In isolated human umbilical vein (HUV), the contractile response to des-Arg⁹-bradykinin (des-Arg⁹-BK), selective BK B₁ receptor agonist, increases as a function of the incubation time. Here, we evaluated whether cyclooxygenase (COX) pathway is involved in BK B₁-senzitized response obtained in 5-h incubated HUV rings.
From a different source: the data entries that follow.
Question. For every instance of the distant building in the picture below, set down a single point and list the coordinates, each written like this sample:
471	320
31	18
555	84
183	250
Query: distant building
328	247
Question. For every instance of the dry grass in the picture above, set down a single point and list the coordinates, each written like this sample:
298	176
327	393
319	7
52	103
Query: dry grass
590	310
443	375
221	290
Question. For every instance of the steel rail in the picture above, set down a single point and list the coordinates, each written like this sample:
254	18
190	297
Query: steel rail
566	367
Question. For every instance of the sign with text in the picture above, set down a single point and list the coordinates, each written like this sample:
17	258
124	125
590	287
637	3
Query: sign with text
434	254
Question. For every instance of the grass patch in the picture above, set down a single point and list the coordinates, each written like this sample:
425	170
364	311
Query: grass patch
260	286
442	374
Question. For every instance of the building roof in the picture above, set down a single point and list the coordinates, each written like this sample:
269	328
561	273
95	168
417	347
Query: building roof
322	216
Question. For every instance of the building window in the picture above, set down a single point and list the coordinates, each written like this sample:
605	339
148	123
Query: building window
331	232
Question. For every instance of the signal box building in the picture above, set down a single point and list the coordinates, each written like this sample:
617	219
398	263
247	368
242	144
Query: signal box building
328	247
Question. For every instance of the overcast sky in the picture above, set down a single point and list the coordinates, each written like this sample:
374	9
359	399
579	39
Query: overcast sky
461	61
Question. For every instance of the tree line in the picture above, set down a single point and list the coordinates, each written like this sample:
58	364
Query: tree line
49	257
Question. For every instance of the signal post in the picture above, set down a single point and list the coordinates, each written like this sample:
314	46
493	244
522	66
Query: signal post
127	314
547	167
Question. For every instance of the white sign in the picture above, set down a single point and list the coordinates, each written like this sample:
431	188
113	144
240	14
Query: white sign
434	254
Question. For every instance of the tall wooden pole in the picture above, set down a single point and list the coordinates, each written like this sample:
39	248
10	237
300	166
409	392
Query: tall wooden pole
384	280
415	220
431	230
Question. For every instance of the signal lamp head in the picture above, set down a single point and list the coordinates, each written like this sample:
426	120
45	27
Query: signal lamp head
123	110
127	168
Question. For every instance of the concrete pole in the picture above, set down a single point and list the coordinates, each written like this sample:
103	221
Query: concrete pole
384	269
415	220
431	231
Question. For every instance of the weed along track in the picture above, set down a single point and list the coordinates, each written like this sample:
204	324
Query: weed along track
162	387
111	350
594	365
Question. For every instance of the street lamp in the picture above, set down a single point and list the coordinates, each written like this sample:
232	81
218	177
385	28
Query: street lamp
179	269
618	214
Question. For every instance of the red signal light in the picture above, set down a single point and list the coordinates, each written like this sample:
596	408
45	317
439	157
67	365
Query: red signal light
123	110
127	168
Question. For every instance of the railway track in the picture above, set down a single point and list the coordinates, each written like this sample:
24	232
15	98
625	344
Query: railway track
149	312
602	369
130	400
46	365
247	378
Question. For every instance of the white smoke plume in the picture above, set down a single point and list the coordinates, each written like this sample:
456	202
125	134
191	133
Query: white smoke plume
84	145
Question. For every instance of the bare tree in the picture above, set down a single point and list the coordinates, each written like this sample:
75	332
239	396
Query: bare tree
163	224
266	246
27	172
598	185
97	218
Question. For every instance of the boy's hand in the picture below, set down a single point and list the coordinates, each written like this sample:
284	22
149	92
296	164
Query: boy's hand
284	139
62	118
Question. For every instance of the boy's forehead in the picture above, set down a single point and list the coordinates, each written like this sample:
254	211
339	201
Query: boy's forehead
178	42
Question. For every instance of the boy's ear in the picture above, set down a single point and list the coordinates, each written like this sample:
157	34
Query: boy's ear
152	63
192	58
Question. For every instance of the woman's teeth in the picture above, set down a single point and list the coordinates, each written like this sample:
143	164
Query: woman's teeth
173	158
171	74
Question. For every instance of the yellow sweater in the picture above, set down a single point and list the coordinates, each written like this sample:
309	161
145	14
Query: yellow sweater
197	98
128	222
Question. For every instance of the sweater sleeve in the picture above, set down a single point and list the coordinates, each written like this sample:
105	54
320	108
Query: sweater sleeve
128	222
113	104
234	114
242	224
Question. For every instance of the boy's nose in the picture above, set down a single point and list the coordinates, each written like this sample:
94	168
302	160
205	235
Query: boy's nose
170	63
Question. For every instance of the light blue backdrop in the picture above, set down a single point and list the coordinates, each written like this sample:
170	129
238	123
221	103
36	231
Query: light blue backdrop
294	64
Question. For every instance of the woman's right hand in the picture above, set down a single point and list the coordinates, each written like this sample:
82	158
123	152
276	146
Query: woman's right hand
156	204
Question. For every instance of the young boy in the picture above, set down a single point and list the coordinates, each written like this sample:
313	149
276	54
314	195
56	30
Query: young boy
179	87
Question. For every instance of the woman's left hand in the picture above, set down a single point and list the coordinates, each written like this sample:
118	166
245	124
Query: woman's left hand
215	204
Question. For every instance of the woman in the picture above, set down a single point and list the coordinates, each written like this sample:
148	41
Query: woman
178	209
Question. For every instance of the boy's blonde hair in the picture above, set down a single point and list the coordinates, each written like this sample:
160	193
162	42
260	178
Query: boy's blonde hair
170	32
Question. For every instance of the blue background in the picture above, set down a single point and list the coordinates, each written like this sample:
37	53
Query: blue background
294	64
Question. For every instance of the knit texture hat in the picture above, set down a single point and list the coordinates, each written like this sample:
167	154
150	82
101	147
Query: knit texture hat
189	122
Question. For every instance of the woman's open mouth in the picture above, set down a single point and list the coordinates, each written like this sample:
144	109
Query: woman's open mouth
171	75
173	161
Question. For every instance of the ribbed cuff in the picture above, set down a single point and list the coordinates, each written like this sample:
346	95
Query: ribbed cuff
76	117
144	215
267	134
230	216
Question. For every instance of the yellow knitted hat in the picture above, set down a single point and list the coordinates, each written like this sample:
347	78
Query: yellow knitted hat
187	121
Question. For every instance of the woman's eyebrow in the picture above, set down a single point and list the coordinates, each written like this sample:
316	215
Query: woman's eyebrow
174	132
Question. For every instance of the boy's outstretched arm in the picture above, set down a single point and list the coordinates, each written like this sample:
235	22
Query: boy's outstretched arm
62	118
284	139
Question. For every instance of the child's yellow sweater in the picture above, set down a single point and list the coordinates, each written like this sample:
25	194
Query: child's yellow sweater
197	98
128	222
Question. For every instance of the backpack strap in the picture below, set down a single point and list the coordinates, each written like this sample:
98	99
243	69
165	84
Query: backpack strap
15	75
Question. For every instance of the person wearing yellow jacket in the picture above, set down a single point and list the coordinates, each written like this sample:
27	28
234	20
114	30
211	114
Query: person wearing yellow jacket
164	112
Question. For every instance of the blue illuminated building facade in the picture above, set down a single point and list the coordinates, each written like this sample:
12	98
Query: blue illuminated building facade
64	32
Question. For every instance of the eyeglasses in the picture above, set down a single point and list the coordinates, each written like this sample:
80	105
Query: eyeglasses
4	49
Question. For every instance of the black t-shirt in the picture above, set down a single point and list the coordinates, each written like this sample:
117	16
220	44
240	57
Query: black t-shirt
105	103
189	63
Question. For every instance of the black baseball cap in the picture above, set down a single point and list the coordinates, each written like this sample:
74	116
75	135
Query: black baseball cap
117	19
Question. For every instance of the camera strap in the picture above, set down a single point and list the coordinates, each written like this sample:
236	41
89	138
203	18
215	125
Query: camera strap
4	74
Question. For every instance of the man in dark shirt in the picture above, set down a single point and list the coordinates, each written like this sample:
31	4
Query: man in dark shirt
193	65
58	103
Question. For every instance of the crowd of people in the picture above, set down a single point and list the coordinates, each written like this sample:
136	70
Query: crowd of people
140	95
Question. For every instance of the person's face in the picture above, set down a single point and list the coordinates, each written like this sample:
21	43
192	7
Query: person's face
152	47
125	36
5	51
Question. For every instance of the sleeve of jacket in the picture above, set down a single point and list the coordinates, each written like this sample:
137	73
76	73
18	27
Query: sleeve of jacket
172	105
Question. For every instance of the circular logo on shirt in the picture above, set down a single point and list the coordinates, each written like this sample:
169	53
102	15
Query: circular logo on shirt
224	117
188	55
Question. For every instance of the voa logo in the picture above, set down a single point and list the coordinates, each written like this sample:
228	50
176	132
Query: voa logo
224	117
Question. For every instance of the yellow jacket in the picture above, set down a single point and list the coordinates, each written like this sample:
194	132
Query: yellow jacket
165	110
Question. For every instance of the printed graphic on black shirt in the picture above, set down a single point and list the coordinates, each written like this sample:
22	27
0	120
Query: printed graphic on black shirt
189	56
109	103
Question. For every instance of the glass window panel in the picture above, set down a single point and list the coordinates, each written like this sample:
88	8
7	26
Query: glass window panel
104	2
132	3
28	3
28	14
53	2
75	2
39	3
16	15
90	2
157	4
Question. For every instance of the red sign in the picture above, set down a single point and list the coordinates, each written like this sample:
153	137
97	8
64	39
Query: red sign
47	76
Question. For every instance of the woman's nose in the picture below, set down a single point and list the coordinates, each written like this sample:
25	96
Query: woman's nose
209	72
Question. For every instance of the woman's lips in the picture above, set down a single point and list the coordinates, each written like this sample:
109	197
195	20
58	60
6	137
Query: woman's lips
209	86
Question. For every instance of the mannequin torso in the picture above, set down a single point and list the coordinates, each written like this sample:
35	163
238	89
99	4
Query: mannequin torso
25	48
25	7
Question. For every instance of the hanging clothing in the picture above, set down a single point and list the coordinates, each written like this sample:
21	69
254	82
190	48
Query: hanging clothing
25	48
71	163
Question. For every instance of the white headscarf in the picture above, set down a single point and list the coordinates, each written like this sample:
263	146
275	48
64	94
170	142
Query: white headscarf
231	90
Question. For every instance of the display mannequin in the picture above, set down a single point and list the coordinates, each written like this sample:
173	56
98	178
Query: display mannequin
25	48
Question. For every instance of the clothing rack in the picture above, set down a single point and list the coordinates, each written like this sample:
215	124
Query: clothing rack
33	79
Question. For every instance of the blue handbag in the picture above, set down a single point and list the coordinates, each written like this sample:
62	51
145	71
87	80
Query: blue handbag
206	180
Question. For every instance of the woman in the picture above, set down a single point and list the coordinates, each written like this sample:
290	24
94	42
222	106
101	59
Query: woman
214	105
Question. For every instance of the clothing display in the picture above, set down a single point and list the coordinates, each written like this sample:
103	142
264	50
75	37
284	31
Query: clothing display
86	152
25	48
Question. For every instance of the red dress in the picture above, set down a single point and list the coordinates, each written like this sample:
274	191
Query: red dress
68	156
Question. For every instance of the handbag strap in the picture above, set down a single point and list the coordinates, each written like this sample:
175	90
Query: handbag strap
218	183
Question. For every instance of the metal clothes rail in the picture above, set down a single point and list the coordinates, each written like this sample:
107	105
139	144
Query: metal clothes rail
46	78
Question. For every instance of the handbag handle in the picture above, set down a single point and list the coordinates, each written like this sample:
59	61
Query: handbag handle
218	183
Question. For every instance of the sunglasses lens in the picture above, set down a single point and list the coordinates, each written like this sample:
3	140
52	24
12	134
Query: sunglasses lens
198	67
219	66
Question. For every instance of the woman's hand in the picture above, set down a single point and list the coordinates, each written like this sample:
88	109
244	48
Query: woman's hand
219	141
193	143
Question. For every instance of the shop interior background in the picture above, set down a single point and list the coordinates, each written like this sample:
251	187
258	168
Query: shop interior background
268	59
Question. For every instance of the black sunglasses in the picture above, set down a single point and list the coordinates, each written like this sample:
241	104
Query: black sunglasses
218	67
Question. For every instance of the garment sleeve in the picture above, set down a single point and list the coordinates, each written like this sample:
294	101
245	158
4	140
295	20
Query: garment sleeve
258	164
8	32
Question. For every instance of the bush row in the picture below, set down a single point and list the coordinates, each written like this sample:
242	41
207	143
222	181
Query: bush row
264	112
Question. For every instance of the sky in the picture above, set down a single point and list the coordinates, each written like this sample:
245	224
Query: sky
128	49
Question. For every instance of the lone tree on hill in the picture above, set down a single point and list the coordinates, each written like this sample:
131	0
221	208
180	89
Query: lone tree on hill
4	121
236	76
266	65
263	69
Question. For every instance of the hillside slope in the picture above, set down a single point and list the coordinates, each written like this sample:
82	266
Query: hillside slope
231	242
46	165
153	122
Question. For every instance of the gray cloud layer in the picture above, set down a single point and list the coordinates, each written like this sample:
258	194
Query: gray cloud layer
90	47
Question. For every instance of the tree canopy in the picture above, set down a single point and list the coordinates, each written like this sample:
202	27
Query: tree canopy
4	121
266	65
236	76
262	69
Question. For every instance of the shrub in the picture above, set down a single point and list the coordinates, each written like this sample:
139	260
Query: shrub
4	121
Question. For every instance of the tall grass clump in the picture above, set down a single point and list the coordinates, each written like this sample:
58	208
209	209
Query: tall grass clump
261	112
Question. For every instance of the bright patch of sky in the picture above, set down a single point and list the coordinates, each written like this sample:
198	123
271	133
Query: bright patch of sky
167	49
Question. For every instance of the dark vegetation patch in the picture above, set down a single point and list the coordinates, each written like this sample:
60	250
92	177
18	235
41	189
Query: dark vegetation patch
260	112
The effect of different concentrations of indomethacin, sodium salicylate, ibuprofen, meloxicam, lysine clonixinate or NS-398 administrated 30 min before concentration-response curves (CRC) was studied. All treatments produced a significant rightward shift of the CRC to des-Arg⁹-BK in a concentration-dependent manner, which provides pharmacological evidence that COX pathway is involved in the BK B₁ responses. Moreover, in this tissue, the NS-398 pK _b (5.2) observed suggests that COX-2 pathway is the most relevant. The strong correlation between published pIC₅₀ for COX-2 and the NSAIDs' pK _bs estimated further supports the hypothesis that COX-2 metabolites are involved in BK B₁ receptor-mediated responses. In other rings, indomethacin (30, 100 µmol/l) or NS-398 (10, 30 µmol/l) produced a significant rightward shift of the CRC to BK, selective BK B₂ agonist, and its pK _bs were similar to the values to inhibit BK B₁ receptor responses, suggesting that COX-2 pathway also is involved in BK B₂ receptor responses. Western blot analysis shows that COX-1 and COX-2 isoenzymes are present before and after 5-h in vitro incubation and apparently COX-2 does not suffer additional induction.